04/01/27
■ NASA規格 0.5μmの意味は???
【質問】
 食品工場に勤める検査担当者です。食品製造環境を測定するのに, パーティクルカウンターで塵埃数を測定したのですが0.5μmの粒子を基準とすると聞きました。確かにNASA規格はこの0.5μmの粒子数でクラス分けをしているようですが, 何故0.5μmなのでしょうか。細菌の大きさがだいたいこの大きさだからとも聞いたことがあるのですが, それだけですか。0.5μmの粒子を基準とする明確な根拠は何なのでしょうか。

【回答】
 「クリーン−ムにおける塵埃数のクラス表示」に関するご質問ですが, ARMAM 質問箱「http://www.jarmam.gr.jp/situmon/clean_room.html」への追加質問と受け取らせていただき, 以下に簡潔にお答えいたします。なお, 規格の概要などで重複する事項については, 上述の URL の ARMAM 質問箱に回答されているので割愛させていただきます。

 では, なぜモニタリングする浮遊粒子の大きさが 0.5μm (米国連邦規格), あるいは 0.1μm (JIS規格) かということですが, 格段にその根拠を問うこと自体がいささか的外れで, しかもナンセンスなのかも知れませんね。そもそもこの規格は, クリ−ンル−ムの清浄度を評価するための尺度でしかないのです。つまり, ある環境の清浄度を数値的に評価するためのものなのです。NASA 規格 (NHB 5340,2) は, 米国連邦規格 (Federal Standard 209) により 0.5μm の大きさの粒子数に相関した菌数 (CFU) を示していますが, ただそれだけに過ぎないのです。確かにバクテリアのサイズに関しては, 短径 0.5μm 前後のものが多いので, この粒子径を目安に浮遊粒子を計測すれば, 生物学的な清浄度を反映させることが出来るのでしょうか。要するに, ある事象を比較評価するためには, 一定の「ものさし」が必要なことはご理解いただけることかと思いますが, クリ−ンル−ムなどにおける性能表示の一つとしての「ものさし」がクラス表示であり, その測定対象物が各規格における一定の大きさの浮遊物質数 (塵埃数) ということです。これらの規格を制定するに至った経緯については, 残念ながら存じませんが, 恐らくは質問者が述べられている通り, 細菌の大きさに由来することが第一の根拠として挙げられるのではないかと推測されます。また, 実際の浮遊細菌数と0.5μm 以上の径を持つ浮遊粒子数との相関関係から得られたデ−タに基づいた菌数が NASA 規格における浮遊菌数ですので, 0.5μm 以上の浮遊粒子をカウントすることによって生物学的クリ−ンル−ムの清浄度評価として利用されるに至っていることと思われます。

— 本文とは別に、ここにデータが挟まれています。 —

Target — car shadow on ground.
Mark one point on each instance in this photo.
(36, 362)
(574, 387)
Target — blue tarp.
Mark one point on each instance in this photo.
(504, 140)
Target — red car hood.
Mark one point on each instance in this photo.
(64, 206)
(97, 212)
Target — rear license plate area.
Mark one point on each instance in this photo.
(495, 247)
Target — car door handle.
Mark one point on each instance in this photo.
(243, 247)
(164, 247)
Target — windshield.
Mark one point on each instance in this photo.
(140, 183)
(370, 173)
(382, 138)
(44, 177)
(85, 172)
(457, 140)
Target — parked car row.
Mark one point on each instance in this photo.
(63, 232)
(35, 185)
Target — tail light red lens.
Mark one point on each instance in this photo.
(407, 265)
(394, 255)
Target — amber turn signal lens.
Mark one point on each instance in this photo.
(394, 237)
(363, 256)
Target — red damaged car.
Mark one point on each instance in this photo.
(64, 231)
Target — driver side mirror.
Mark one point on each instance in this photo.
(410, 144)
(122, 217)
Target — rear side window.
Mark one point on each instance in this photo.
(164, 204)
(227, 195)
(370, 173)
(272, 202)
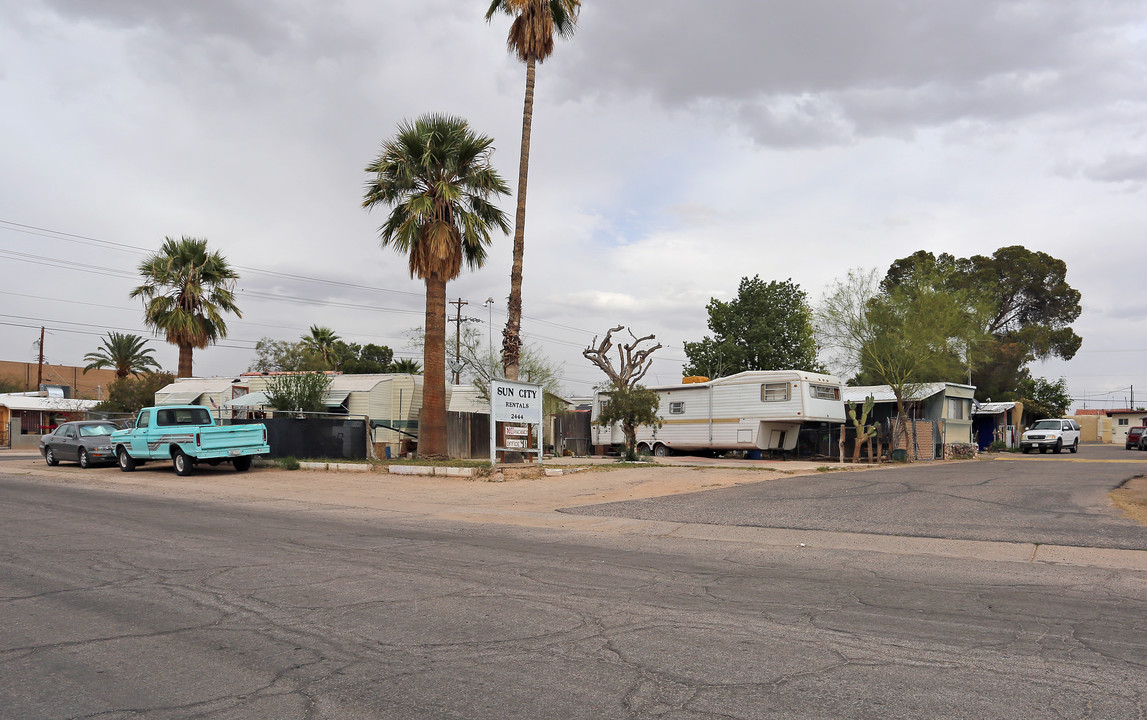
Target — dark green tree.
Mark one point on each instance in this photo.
(354, 359)
(903, 337)
(129, 394)
(272, 355)
(1044, 398)
(299, 391)
(406, 366)
(321, 342)
(124, 352)
(631, 407)
(1023, 302)
(766, 327)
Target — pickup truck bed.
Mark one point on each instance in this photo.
(187, 435)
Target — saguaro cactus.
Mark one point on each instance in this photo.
(864, 431)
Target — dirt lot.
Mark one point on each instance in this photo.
(524, 497)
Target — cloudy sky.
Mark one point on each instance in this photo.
(677, 148)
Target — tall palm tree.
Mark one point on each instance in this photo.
(531, 38)
(124, 352)
(321, 341)
(436, 177)
(186, 290)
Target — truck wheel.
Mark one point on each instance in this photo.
(181, 462)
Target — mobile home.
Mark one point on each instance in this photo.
(757, 409)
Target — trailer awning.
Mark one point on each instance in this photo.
(251, 399)
(335, 398)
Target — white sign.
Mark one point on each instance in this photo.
(515, 402)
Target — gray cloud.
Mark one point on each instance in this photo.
(821, 72)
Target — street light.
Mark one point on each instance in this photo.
(490, 326)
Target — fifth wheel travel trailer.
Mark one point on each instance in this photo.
(751, 411)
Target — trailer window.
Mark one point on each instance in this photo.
(825, 392)
(774, 392)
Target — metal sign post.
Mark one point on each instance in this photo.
(515, 405)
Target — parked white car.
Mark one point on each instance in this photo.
(1052, 435)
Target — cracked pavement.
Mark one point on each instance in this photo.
(169, 604)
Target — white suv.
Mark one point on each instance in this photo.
(1052, 435)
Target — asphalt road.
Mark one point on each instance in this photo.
(1042, 499)
(123, 605)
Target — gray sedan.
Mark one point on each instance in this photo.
(83, 441)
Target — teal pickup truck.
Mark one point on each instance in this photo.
(187, 435)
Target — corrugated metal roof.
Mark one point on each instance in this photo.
(55, 405)
(203, 384)
(883, 393)
(251, 399)
(992, 408)
(335, 398)
(178, 398)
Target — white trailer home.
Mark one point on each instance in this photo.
(757, 409)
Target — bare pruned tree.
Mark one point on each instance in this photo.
(634, 360)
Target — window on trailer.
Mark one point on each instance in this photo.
(774, 392)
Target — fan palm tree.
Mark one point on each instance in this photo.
(125, 353)
(321, 342)
(531, 38)
(186, 291)
(411, 367)
(436, 178)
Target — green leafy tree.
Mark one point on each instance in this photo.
(8, 384)
(631, 407)
(186, 291)
(1024, 304)
(406, 366)
(298, 392)
(321, 342)
(437, 179)
(1044, 398)
(127, 394)
(272, 355)
(902, 338)
(124, 352)
(354, 359)
(767, 327)
(531, 37)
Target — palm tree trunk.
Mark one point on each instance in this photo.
(512, 337)
(185, 361)
(432, 417)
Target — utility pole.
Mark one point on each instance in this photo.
(458, 339)
(39, 369)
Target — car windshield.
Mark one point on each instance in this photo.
(91, 431)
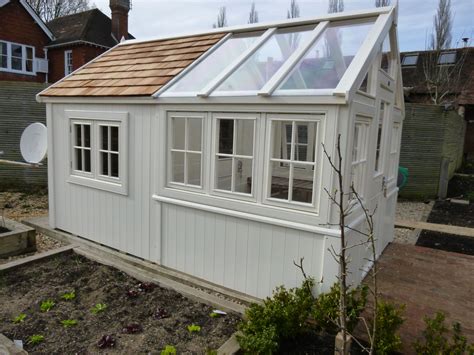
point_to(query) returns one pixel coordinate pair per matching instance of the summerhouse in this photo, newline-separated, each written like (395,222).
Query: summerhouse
(203,153)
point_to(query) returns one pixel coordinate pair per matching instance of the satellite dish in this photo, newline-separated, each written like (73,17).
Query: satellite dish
(33,143)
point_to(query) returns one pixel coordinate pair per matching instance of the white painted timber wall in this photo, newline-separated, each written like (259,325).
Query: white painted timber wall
(118,221)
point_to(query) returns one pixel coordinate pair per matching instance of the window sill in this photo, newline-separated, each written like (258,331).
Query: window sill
(118,188)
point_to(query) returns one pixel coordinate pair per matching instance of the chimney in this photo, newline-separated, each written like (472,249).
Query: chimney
(120,9)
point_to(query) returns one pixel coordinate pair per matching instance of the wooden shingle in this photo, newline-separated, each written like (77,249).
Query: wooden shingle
(137,69)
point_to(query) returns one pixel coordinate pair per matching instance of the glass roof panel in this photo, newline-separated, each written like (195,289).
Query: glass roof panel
(199,76)
(260,67)
(324,64)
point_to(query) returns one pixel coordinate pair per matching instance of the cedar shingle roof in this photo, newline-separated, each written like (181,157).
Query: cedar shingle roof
(138,69)
(90,26)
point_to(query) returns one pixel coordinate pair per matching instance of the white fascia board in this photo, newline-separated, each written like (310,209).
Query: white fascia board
(293,60)
(365,56)
(191,66)
(223,75)
(338,16)
(37,19)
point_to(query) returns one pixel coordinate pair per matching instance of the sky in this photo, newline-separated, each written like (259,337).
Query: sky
(158,18)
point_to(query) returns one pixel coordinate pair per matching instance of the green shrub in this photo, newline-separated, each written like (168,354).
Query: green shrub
(282,316)
(389,321)
(436,339)
(326,308)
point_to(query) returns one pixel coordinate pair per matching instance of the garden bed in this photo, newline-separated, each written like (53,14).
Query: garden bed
(160,316)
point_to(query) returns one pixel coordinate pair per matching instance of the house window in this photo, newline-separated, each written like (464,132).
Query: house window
(359,156)
(379,147)
(16,58)
(81,156)
(292,163)
(68,62)
(410,60)
(447,58)
(99,150)
(186,150)
(234,155)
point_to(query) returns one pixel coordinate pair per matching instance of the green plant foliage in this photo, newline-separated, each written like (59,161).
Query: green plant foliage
(47,305)
(436,339)
(69,296)
(19,318)
(326,308)
(282,316)
(389,321)
(67,323)
(35,339)
(168,350)
(98,308)
(193,328)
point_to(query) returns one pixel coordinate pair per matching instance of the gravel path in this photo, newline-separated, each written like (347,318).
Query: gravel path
(411,211)
(19,205)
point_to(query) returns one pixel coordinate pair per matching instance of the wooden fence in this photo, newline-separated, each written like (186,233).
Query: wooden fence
(432,149)
(18,109)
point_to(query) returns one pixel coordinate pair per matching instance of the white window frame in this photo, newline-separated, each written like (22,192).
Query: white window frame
(315,174)
(169,167)
(361,158)
(23,70)
(215,153)
(68,67)
(94,179)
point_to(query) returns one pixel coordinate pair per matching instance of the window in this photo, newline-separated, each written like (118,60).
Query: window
(292,163)
(68,62)
(186,150)
(234,155)
(99,149)
(410,60)
(447,58)
(81,157)
(16,58)
(379,147)
(359,155)
(393,169)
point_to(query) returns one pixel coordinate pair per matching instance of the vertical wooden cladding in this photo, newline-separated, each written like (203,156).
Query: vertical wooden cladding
(247,256)
(118,221)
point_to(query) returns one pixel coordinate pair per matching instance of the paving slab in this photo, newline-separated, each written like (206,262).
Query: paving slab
(426,281)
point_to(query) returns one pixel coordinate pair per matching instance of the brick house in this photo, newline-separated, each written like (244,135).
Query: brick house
(31,50)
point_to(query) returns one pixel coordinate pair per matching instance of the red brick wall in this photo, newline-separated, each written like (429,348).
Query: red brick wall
(81,54)
(16,25)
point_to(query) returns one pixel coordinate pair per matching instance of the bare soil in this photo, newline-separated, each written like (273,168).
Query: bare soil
(23,290)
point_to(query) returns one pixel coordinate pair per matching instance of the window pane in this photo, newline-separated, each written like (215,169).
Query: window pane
(260,67)
(326,61)
(194,134)
(104,134)
(87,136)
(114,138)
(226,136)
(214,64)
(244,137)
(104,163)
(114,165)
(77,129)
(386,55)
(279,181)
(177,159)
(223,173)
(243,175)
(302,188)
(78,153)
(194,168)
(178,125)
(87,161)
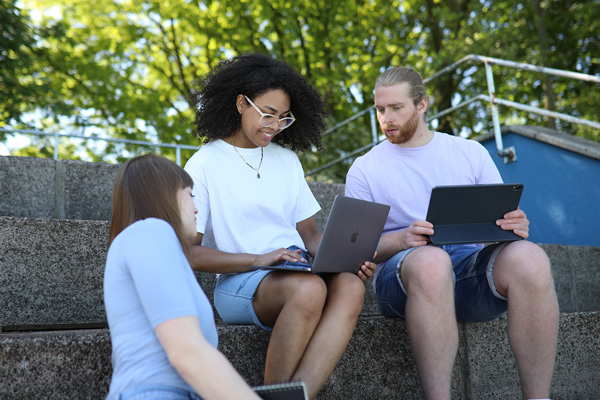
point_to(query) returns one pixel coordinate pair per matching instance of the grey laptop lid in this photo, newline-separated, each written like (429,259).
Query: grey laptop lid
(468,214)
(349,239)
(351,235)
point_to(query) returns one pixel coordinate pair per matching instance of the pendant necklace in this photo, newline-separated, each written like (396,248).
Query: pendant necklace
(243,159)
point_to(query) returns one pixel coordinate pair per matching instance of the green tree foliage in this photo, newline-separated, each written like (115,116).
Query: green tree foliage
(126,68)
(16,44)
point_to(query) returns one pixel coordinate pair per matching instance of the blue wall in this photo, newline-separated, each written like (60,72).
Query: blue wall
(562,190)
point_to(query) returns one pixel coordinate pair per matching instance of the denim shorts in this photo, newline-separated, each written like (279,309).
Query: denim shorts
(475,295)
(158,392)
(234,294)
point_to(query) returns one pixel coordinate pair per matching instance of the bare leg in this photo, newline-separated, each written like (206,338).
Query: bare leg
(522,274)
(291,302)
(327,346)
(430,318)
(313,321)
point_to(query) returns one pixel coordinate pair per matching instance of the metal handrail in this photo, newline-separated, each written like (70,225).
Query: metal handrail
(509,154)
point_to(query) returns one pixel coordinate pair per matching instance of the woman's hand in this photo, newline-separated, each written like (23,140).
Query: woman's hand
(279,256)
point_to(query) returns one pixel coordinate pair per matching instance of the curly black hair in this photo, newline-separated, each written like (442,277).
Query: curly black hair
(253,75)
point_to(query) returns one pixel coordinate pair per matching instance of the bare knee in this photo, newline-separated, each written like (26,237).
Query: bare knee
(346,291)
(523,264)
(427,270)
(306,295)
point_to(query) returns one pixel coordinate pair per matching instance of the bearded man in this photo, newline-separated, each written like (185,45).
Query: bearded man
(432,287)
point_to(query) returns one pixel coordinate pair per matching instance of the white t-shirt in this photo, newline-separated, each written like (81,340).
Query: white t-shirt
(147,281)
(240,213)
(403,177)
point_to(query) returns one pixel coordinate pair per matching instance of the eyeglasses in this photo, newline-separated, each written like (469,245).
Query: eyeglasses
(268,120)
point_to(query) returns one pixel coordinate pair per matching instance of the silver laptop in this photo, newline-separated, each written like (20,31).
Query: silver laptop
(350,237)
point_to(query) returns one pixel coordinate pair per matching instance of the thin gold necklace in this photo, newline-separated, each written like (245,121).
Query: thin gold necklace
(242,157)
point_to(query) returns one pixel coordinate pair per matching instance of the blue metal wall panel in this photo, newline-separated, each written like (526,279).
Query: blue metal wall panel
(562,190)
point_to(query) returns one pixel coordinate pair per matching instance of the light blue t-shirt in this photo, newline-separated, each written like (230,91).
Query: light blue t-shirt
(147,281)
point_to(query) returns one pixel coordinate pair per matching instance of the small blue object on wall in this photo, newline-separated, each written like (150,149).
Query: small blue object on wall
(562,187)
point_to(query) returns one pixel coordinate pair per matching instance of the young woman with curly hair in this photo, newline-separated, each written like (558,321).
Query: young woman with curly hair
(255,209)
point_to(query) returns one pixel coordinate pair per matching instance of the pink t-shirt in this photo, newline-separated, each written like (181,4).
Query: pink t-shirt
(403,177)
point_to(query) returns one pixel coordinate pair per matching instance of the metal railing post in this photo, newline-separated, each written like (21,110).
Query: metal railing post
(56,143)
(508,154)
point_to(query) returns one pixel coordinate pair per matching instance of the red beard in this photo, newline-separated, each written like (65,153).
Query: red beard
(405,132)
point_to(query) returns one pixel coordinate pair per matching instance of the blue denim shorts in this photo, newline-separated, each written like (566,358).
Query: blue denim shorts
(158,392)
(475,295)
(234,294)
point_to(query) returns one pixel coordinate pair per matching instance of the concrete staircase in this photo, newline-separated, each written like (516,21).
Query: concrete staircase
(54,342)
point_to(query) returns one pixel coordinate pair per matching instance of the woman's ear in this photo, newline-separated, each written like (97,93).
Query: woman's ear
(239,102)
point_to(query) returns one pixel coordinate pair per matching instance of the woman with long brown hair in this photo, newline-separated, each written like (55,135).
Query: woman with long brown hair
(161,323)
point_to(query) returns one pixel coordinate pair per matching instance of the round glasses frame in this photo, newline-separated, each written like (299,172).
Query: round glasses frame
(282,123)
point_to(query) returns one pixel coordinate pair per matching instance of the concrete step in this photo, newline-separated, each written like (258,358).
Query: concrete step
(377,364)
(51,274)
(66,189)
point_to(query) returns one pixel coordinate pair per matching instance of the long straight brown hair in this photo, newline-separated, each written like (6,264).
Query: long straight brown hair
(146,187)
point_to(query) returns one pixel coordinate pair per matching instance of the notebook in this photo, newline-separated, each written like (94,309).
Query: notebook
(282,391)
(350,237)
(468,214)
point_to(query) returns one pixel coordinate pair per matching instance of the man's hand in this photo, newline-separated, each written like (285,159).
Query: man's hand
(417,234)
(515,221)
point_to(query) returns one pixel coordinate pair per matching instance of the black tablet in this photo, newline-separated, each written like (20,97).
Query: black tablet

 なお, 実際に顕微鏡下において細菌は, 短径 0.3〜0.6μm 位の大きさで観察されます。また環境中の微生物は, 塵埃などに付着して存在していることも多いと思います。このことが規格の根拠であろうことは, 質問者も述べられている通りで, それ以上の「明確な根拠」について明示し得なかったことをお詫び申し上げます。

 いずれにしても, 確固たる根拠を求めるのは無理があるというものではないでしょうか。